US sanctions UAE, China firms in crackdown on Iranian drone supplies
The Justice Department also announced criminal charges against two Iranian nationals and an Iranian company over their alleged roles in the drone-procurement network.

WASHINGTON — The Trump administration further ratcheted up sanctions on Iran Tuesday, targeting an alleged weapons procurement network and unveiling criminal charges against a pair of Iranian nationals accused of involvement.
The Treasury Department’s Office of Foreign Assets Control imposed sanctions on six entities and two individuals based in Iran, the United Arab Emirates and China that it said were responsible for acquiring drone components used by a leading manufacturer in Iran’s armed drone program.
It’s the second round of sanctions targeting Iranian weapons proliferators since President Donald Trump’s Feb. 4 signing of an executive order aimed at increasing economic pressure on Iran and driving its “export of oil to zero.” Other recent sanctions targets include oil-carrying vessels in Iran’s so-called shadow fleet and a private “teapot” refinery in China.
Treasury Secretary Scott Bessent said that Iran’s proliferation of unmanned aerial vehicles and missiles are a continued threat to US civilians and military personnel.
“Treasury will continue to disrupt Iran’s military-industrial complex and its proliferation of UAVs, missiles, and conventional weapons that often end up in the hands of destabilizing actors, including terrorist proxies,” Bessent said in a statement.
Separately on Tuesday, the Justice Department announced criminal charges against two Iranian nationals, Hossein Akbari and Reza Amidi, and the Iranian Rah Roshd Company. Federal prosecutors accuse them of conspiring to provide material support to Iran’s Islamic Revolutionary Guard Corps and seeking to procure US technology for Iranian attack drones. Both Akbari and Amidi remain at large.
Sue J. Bai, head of the Justice Department's national security division, said in a statement that the United States will “relentlessly dismantle illicit supply chains funneling American technology into the hands of Iran's military and terrorist organizations.”
Tuesday’s action comes after Trump told NBC News on Sunday that he would bomb Iran — ”the likes of which they have never seen before” — if a nuclear deal isn’t reached.
Tehran has rejected face-to-face negotiations with Washington but signaled openness to indirect talks in response to a letter Trump sent Supreme Leader Ayatollah Ali Khamenei in early March.

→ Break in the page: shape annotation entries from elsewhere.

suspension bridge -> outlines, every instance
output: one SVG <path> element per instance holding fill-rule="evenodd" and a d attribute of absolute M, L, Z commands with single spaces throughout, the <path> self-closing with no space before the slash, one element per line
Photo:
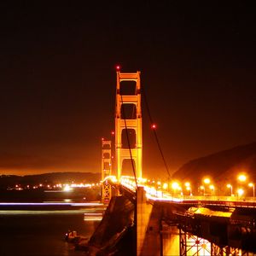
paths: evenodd
<path fill-rule="evenodd" d="M 136 230 L 133 254 L 256 255 L 254 200 L 177 195 L 170 193 L 169 184 L 166 189 L 157 189 L 143 178 L 140 75 L 140 72 L 117 70 L 114 162 L 110 140 L 102 139 L 102 201 L 113 209 L 117 198 L 125 198 L 125 204 L 128 201 L 133 207 L 132 224 L 130 224 Z M 128 90 L 130 94 L 125 93 L 125 84 L 131 82 L 132 90 Z M 152 127 L 154 128 L 153 122 Z M 153 131 L 160 150 L 155 131 Z M 133 142 L 131 134 L 134 137 Z M 163 157 L 161 151 L 160 154 Z M 123 164 L 127 160 L 131 161 L 131 176 L 122 174 Z M 170 177 L 164 157 L 163 160 Z M 125 212 L 125 204 L 120 214 Z M 111 211 L 107 211 L 108 219 L 113 214 Z M 106 225 L 106 223 L 100 224 L 98 229 L 102 229 L 102 232 L 111 229 Z M 177 238 L 175 243 L 173 237 Z M 98 243 L 97 246 L 103 245 Z"/>

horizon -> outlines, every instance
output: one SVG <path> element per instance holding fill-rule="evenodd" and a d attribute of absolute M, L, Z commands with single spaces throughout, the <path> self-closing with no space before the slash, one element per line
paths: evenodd
<path fill-rule="evenodd" d="M 0 172 L 101 172 L 115 65 L 141 72 L 145 176 L 256 141 L 253 3 L 6 3 L 0 9 Z"/>

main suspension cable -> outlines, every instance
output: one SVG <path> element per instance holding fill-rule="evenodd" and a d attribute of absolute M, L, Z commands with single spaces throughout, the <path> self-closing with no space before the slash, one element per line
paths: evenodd
<path fill-rule="evenodd" d="M 133 162 L 133 159 L 132 159 L 131 143 L 130 143 L 129 134 L 128 134 L 128 130 L 127 130 L 126 116 L 125 116 L 125 107 L 124 107 L 123 96 L 120 94 L 120 96 L 121 96 L 121 102 L 122 102 L 122 106 L 123 106 L 123 117 L 124 117 L 124 120 L 125 120 L 125 135 L 126 135 L 126 139 L 127 139 L 127 143 L 128 143 L 128 148 L 129 148 L 129 152 L 130 152 L 130 159 L 131 159 L 131 166 L 132 166 L 132 172 L 133 172 L 133 176 L 134 176 L 134 179 L 135 179 L 136 188 L 137 189 L 137 181 L 135 166 L 134 166 L 134 162 Z M 121 113 L 122 113 L 122 111 L 121 111 Z"/>

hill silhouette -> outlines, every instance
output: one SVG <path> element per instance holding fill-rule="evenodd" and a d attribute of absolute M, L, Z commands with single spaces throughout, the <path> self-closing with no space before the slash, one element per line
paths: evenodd
<path fill-rule="evenodd" d="M 198 184 L 209 176 L 215 183 L 224 183 L 236 181 L 239 172 L 247 173 L 248 182 L 256 182 L 256 143 L 192 160 L 172 177 Z"/>
<path fill-rule="evenodd" d="M 101 173 L 92 172 L 49 172 L 38 175 L 1 175 L 0 188 L 15 186 L 15 184 L 38 184 L 38 183 L 98 183 Z"/>

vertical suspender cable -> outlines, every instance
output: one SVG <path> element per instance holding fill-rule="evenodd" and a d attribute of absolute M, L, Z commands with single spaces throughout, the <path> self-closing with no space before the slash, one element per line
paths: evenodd
<path fill-rule="evenodd" d="M 154 122 L 153 122 L 153 119 L 152 119 L 152 116 L 151 116 L 151 113 L 150 113 L 150 111 L 149 111 L 149 107 L 148 107 L 148 100 L 147 100 L 147 97 L 146 97 L 146 93 L 145 93 L 145 91 L 143 90 L 143 87 L 142 88 L 142 93 L 143 93 L 143 98 L 144 98 L 144 101 L 145 101 L 146 108 L 147 108 L 147 112 L 148 112 L 148 114 L 150 125 L 152 125 L 154 124 Z M 171 175 L 170 175 L 169 168 L 168 168 L 167 163 L 166 161 L 166 159 L 165 159 L 165 156 L 164 156 L 164 153 L 163 153 L 163 151 L 161 149 L 161 147 L 160 147 L 160 142 L 159 142 L 159 139 L 158 139 L 155 129 L 153 129 L 153 133 L 154 135 L 154 138 L 155 138 L 155 141 L 156 141 L 156 143 L 157 143 L 157 146 L 158 146 L 158 149 L 159 149 L 159 151 L 160 153 L 160 155 L 162 157 L 164 165 L 166 166 L 166 170 L 167 174 L 168 174 L 168 178 L 170 178 Z"/>
<path fill-rule="evenodd" d="M 121 94 L 120 94 L 120 96 L 121 96 L 122 106 L 124 106 L 123 96 Z M 133 172 L 133 176 L 134 176 L 134 179 L 135 179 L 136 188 L 137 189 L 137 181 L 135 166 L 134 166 L 133 159 L 132 159 L 132 154 L 131 154 L 131 144 L 130 144 L 129 135 L 128 135 L 128 130 L 127 130 L 127 125 L 126 125 L 126 116 L 125 116 L 125 112 L 124 108 L 123 108 L 123 115 L 124 115 L 125 126 L 125 134 L 126 134 L 126 139 L 127 139 L 127 143 L 128 143 L 128 148 L 129 148 L 129 152 L 130 152 L 130 158 L 131 158 L 131 166 L 132 166 L 132 172 Z"/>

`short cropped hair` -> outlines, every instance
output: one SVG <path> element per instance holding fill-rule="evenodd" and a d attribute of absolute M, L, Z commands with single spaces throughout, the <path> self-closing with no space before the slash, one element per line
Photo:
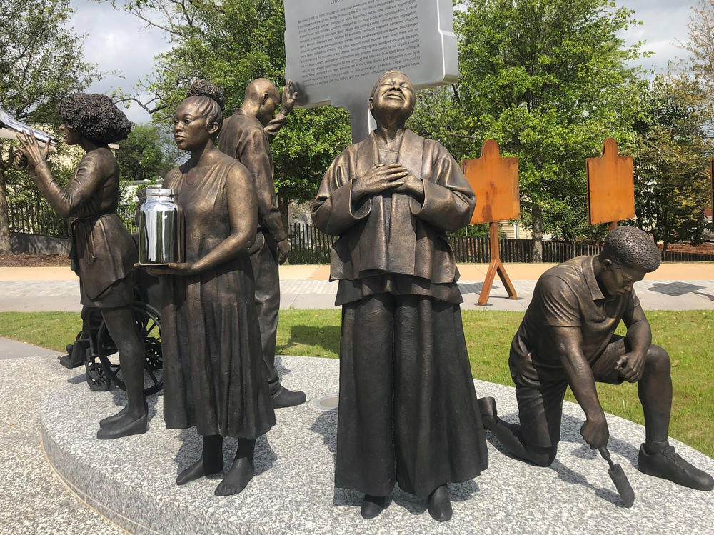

The letter reportedly included a two-month deadline for reaching a nuclear agreement and warned of military consequences if Iran refuses.
Trump dismantled the original Iranian nuclear agreement in his first term and restored a slew of economic sanctions that saw foreign investment to Iran dry up and Iranian oil exports plummet.
Iran, which insists its nuclear program is only for peaceful purposes, responded to Trump’s so-called maximum pressure campaign by expanding its stockpile of highly enriched uranium to near weapons-grade levels. A recent US intelligence assessment said Khamenei has not authorized Iran's obtaining a nuclear weapon under the program he formally suspended in 2003, "though pressure has probably built on him to do so."